"She has American lines, anyway," said the astute Scots engineer of the gin-mill; "it's my belief she's a yacht."
"That's it," said the old salt, "a yacht! look at her davits, and the boat over the stern."
"A yacht in your eye!" said a Glasgow voice. "Look at her red ensign! A yacht! not much she isn't!"
"You can close the store, anyway, Tom," observed a gentlemanly German. "Bon jour, mon Prince!" he added, as a dark, intelligent native cantered by on a neat chestnut. "Vous allez boire un verre de biere?"
But Prince Stanilas Moanatini, the only reasonably busy human creature on the island, was riding hot-spur to view this morning's landslip on the mountain road: the sun already visibly declined; night was imminent; and if he would avoid the perils of darkness and precipice, and the fear of the dead, the haunters of the jungle, he must for once decline a hospitable invitation. Even had he been minded to alight, it presently appeared there would be difficulty as to the refreshment offered.

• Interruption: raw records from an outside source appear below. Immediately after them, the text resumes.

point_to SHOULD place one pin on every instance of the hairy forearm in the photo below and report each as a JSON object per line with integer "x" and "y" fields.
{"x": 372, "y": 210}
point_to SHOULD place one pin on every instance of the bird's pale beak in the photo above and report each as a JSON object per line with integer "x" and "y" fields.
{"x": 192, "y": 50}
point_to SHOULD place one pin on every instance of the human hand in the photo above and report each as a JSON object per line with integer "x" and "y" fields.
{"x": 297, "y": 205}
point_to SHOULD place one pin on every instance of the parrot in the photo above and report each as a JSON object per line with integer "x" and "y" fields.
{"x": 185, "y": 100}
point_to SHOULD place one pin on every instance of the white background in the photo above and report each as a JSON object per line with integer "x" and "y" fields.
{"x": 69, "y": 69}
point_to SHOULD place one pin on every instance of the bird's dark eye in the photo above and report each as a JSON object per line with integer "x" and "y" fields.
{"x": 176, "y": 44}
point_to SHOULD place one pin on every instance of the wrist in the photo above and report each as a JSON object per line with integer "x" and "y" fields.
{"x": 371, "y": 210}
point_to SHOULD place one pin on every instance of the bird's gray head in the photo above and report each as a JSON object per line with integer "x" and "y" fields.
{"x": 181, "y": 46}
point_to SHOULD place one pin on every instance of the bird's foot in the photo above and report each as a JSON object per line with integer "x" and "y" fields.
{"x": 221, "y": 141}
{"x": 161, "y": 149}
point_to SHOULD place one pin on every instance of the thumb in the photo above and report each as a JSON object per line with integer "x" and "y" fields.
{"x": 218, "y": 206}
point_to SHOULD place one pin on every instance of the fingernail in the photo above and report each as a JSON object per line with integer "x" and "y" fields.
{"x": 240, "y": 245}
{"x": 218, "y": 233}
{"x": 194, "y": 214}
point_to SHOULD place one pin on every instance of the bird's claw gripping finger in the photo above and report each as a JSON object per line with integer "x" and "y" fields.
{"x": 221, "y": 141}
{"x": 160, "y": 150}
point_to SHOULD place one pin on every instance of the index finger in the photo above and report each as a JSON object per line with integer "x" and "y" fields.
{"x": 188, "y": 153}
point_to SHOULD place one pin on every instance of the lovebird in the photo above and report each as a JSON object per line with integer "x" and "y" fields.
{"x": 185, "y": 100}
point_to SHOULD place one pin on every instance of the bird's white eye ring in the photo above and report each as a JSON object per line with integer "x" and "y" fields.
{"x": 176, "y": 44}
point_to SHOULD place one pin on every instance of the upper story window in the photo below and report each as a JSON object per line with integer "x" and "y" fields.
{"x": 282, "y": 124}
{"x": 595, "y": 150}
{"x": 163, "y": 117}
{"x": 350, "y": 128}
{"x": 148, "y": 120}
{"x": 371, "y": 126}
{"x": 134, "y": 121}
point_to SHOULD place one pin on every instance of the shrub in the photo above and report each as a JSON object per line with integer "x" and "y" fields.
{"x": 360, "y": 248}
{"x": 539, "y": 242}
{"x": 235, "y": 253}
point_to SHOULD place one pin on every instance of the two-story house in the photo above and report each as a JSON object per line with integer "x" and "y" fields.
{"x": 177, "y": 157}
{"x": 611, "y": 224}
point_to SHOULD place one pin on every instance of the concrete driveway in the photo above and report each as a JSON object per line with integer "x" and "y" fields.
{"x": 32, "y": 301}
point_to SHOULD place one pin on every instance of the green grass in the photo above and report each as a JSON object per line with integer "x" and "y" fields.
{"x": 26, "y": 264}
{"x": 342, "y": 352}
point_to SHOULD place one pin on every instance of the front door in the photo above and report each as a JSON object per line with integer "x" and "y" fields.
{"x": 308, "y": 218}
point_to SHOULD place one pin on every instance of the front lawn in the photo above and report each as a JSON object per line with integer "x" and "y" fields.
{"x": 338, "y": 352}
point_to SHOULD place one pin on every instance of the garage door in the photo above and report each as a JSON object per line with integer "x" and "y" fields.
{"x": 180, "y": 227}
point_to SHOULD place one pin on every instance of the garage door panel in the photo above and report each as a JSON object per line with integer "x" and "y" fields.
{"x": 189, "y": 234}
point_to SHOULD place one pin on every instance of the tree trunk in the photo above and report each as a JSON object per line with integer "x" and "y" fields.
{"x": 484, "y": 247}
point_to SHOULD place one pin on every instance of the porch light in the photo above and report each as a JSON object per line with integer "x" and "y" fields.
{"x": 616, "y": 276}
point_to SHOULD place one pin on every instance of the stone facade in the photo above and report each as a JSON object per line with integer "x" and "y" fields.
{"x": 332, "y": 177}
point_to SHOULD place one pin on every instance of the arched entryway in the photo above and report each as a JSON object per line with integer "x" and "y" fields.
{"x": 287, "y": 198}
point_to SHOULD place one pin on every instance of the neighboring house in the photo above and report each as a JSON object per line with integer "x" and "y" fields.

"Beer!" cried the Glasgow voice. "No such a thing; I tell you there's only eight bottles in the club! Here's the first time I've seen British colours in this port! and the man that sails under them has got to drink that beer."
The proposal struck the public mind as fair, though far from cheering; for some time back, indeed, the very name of beer had been a sound of sorrow in the club, and the evenings had passed in dolorous computation.
"Here is Havens," said one, as if welcoming a fresh topic. "What do you think of her, Havens?"
"I don't think," replied Havens, a tall, bland, cool-looking, leisurely Englishman, attired in spotless duck, and deliberately dealing with a cigarette. "I may say I know. She's consigned to me from Auckland by Donald & Edenborough. I am on my way aboard."
"What ship is she?" asked the ancient mariner.
"Haven't an idea," returned Havens. "Some tramp they have chartered."
With that he placidly resumed his walk, and was soon seated in the stern-sheets of a whaleboat manned by uproarious Kanakas, himself daintily perched out of the way of the least maculation, giving his commands in an unobtrusive, dinner-table tone of voice, and sweeping neatly enough alongside the schooner.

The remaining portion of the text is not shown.